For those who might not be aware of the problems created when a cyclist rides too closely to parked cars; this video is a powerful graphic illustration of what happens when a cyclist collides with an opened door of a parked car.

Not only are the injuries from striking the door potentially serious, the physics of the situation immutably means that the cyclist ends up being thrown into traffic. This last part is something that I had not been aware of…. so please watch the video….

Experienced cyclists know to avoid this danger by simply riding further to the left, unfortunately the timid or untrained gravitate too far to the right because they misunderstand the sources of danger.

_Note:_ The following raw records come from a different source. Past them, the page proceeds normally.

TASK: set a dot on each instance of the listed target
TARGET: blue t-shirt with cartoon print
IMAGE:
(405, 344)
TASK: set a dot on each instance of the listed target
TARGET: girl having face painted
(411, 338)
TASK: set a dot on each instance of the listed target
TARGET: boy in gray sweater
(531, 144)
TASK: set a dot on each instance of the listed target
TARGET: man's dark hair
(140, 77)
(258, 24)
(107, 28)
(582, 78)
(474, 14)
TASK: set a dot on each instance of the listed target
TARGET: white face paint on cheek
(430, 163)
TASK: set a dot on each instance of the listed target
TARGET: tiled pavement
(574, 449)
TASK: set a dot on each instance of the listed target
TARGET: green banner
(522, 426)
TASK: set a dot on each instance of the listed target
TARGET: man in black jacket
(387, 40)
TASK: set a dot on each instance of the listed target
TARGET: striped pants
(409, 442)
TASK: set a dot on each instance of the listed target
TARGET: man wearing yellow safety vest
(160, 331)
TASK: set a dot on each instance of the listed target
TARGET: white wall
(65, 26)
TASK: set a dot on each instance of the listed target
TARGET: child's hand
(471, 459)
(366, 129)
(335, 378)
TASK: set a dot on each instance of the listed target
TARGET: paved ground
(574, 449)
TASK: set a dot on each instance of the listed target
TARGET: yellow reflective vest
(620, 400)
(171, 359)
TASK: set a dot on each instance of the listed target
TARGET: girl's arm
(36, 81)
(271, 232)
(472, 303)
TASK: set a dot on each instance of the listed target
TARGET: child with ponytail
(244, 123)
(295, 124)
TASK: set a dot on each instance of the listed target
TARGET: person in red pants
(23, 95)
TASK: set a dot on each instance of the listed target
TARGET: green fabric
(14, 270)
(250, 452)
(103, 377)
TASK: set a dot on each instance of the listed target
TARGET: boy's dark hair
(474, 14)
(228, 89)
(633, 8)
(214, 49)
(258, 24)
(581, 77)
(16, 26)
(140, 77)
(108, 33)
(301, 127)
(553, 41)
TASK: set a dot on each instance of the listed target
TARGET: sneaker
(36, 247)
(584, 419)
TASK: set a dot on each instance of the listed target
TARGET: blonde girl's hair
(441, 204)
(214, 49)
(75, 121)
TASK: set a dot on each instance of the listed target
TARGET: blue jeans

So, then there’s a “door zone” near any parked vehicle which can lead to a collision, otherwise referred to as a “dooring”. The risk is heightened when a bike lake is placed too-near parking, thus the term DZBL, a Door Zone Bike Lane. Cyclists, quite naturally, expect to be able to safely ride down the middle of any bike lane.

Dan Gutierrez has an extensive set of photos and slides showing dimensions and examples in facebook photo album: Door Zone Bike Lane and Sharrow Clearance .(which apparently now must be logged into facebook to view, even though it’s public — damn facebook).

There are loads of other references on the internet, just search for DZBL or ‘dooring’ see e.g. , John Allen on dooring  .

Bicycle Facility Advocates versus Bicyclist Advocacy

The photo shows a deep yearning by some to have bicycle facilities even where there is not enough space to allow for a properly engineered one. The theory being that a “small” bike lane must be better than none at all — a half-a-loaf idea. What is actually shown is two narrow travel lanes of something less than 11′ width, and a two foot shoulder. The stripe is an edge line, and the “bike route” sign only serves to further reinforce the idea in the minds of the uninformed that this is a bike lane. Somewhat ironically, the median is very oversized and the extra 3 feet or so (1.5 feet in two directions) could have easily accommodated actual bike lanes within the existing right-of-way. In other words some pin-head City of Phoenix “planner” thought this was a great idea; to have a gigantic median and “skinny” bike lanes, all nice and (bike)friendly-like, right? (This is Chandler Blvd, west of 24th St, Phoenix. The median is approx 30′ wide, see this article for more particulars)

To switch back to DZBLs, the group put out a video extolling the virtues of a road-diet they successfully advocated for; a traffic lane was removed and a bike lane was added. So far so good, but in the screen-grab to the left you can clearly see that this is a DZBL. Now, I’m all for road diets; but placing a bike lane right next to parking indicates a world-view that bike facilities must come first, ahead of, say, the safety of its users. And I don’t mean to pick on bike-pgh, just to point out that that viewpoint seems to be rampant within the ranks of “bicycle advocates”.